What access logs capture
| Field | Description | HTTP | L4 |
|---|---|---|---|
| Timestamp | When the request or connection occurred | ✅ | ✅ |
| Protocol | http, tcp, udp, or tls | ✅ | ✅ |
| Method / Protocol | HTTP method (GET, POST…) or protocol name for L4 | ✅ | ✅ |
| Host / URL | Domain and path for HTTP; host and port for L4 | ✅ | ✅ |
| Status Code | HTTP status code (200, 401, 403, 500…). Empty for L4. | ✅ | — |
| Duration | Request or connection duration in milliseconds | ✅ | ✅ |
| Bytes Uploaded | Bytes sent from client to backend | ✅ | ✅ |
| Bytes Downloaded | Bytes sent from backend to client | ✅ | ✅ |
| Source IP | The client's IP address | ✅ | ✅ |
| Location | Country, city, and region based on source IP geolocation | ✅ | ✅ |
| Auth Method | Authentication method used (SSO, password, PIN, header, or none) | ✅ | — |
| User | Authenticated user ID (SSO only) | ✅ | — |
| Reason | Reason for denial, if applicable | ✅ | ✅ |
Understanding log entries
HTTP entries
- Allowed: status
2xxwith the authentication method used. - Denied: status
401or403with a reason (e.g. invalid password, IP restricted, country restricted). - Errors: status
5xx— the backend is unreachable or returned an error.
L4 entries
Logged when the connection closes, recording total bytes and duration.
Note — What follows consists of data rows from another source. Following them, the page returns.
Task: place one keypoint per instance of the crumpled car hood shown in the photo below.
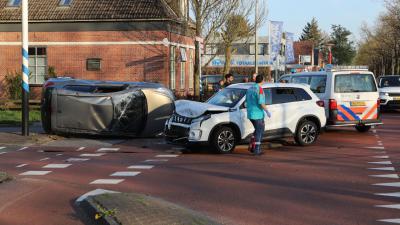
(193, 109)
(390, 89)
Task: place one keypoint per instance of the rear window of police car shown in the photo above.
(347, 83)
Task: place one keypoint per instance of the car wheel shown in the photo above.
(307, 133)
(224, 140)
(363, 128)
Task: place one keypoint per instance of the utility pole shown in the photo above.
(25, 69)
(256, 38)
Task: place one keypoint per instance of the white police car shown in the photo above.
(222, 121)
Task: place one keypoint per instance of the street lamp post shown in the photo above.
(25, 69)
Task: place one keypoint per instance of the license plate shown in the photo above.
(357, 104)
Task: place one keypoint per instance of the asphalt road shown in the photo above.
(347, 178)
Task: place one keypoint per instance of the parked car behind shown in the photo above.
(350, 95)
(222, 121)
(107, 108)
(389, 91)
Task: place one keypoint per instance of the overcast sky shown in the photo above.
(348, 13)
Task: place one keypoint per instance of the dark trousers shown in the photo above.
(259, 128)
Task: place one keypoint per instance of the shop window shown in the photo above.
(93, 64)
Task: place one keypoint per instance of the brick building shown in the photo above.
(120, 40)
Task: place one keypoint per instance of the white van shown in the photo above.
(350, 94)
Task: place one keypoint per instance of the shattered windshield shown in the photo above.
(227, 97)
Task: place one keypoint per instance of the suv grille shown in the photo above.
(181, 119)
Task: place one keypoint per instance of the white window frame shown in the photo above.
(172, 64)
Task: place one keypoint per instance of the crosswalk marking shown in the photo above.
(92, 155)
(141, 167)
(125, 174)
(107, 181)
(35, 173)
(108, 150)
(57, 166)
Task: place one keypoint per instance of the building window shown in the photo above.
(93, 64)
(14, 3)
(172, 67)
(191, 69)
(183, 67)
(37, 65)
(65, 2)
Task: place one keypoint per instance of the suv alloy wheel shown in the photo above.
(224, 140)
(307, 133)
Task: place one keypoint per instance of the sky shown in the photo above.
(349, 13)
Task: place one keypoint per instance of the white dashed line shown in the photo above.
(22, 165)
(390, 221)
(396, 184)
(394, 176)
(381, 157)
(44, 159)
(381, 163)
(76, 160)
(383, 168)
(156, 160)
(92, 155)
(57, 166)
(107, 181)
(108, 150)
(396, 206)
(80, 149)
(167, 156)
(21, 149)
(35, 173)
(141, 167)
(125, 174)
(393, 194)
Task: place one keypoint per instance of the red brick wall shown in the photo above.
(140, 62)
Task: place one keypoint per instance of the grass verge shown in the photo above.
(15, 117)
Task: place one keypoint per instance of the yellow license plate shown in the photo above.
(357, 103)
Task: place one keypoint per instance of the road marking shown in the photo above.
(167, 156)
(383, 168)
(141, 167)
(396, 206)
(80, 149)
(381, 163)
(381, 157)
(21, 149)
(92, 155)
(22, 165)
(394, 176)
(108, 150)
(94, 193)
(376, 148)
(390, 221)
(156, 160)
(76, 160)
(396, 184)
(57, 166)
(107, 181)
(393, 194)
(35, 173)
(125, 174)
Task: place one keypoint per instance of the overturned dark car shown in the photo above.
(71, 106)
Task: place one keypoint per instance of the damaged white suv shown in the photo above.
(222, 121)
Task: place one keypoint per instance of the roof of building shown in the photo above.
(89, 10)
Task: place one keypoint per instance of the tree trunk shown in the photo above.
(228, 57)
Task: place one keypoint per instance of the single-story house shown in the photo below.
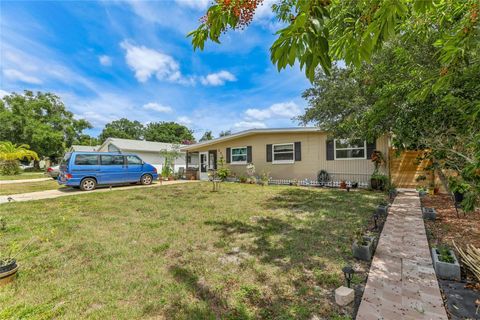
(290, 153)
(149, 151)
(83, 148)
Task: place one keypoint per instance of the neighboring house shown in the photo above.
(83, 148)
(290, 153)
(149, 151)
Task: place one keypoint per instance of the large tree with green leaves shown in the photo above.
(170, 132)
(123, 128)
(39, 120)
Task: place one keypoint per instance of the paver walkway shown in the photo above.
(24, 180)
(49, 194)
(401, 282)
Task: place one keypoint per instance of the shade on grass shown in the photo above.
(183, 252)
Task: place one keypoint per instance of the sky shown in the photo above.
(112, 59)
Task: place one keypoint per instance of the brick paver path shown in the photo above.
(401, 282)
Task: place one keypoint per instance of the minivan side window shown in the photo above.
(86, 159)
(112, 160)
(134, 160)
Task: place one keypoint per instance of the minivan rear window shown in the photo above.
(112, 160)
(86, 159)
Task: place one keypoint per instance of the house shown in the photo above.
(290, 153)
(83, 148)
(149, 151)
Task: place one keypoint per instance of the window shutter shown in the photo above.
(249, 154)
(298, 151)
(269, 153)
(370, 148)
(330, 150)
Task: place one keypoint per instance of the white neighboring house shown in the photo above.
(149, 151)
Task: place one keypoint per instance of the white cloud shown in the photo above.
(17, 75)
(158, 107)
(217, 79)
(184, 120)
(105, 60)
(277, 110)
(3, 93)
(147, 62)
(249, 125)
(194, 4)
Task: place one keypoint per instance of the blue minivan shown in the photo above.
(86, 170)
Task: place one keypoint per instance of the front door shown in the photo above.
(203, 165)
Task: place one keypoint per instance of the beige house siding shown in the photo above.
(314, 158)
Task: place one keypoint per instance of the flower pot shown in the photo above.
(446, 270)
(8, 272)
(363, 251)
(429, 213)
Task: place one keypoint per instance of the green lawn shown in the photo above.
(15, 188)
(24, 175)
(183, 252)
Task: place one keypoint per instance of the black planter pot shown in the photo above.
(12, 264)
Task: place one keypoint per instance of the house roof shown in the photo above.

No HTTP status codes. Denied connections (blocked by access restrictions) are logged immediately with a deny reason.
Deny reasons
| Reason | Description |
|---|---|
ip_restricted | Client IP blocked by a CIDR access restriction |
country_restricted | Client country blocked by a country access restriction |
geo_unavailable | Country restrictions configured but GeoIP database unavailable (fail-closed) |
crowdsec_ban | Client IP has a CrowdSec ban decision |
crowdsec_captcha | Client IP has a CrowdSec captcha decision |
crowdsec_throttle | Client IP has a CrowdSec throttle decision |
crowdsec_unavailable | CrowdSec enforce mode active but bouncer not yet synced (fail-closed) |
All CrowdSec decision types result in connection denial in enforce mode. In observe mode the connection is allowed but the verdict is recorded — shown in the dashboard with an observe-mode badge for auditing without impacting traffic.
Log retention
On EagleSafe's self-hosted deployment, retention is configurable in management.json:
{
"ReverseProxy": {
"AccessLogRetentionDays": 7,
"AccessLogCleanupIntervalHours": 24
}
}- AccessLogRetentionDays — how long logs are kept before automatic deletion.
- AccessLogCleanupIntervalHours — how often expired entries are purged.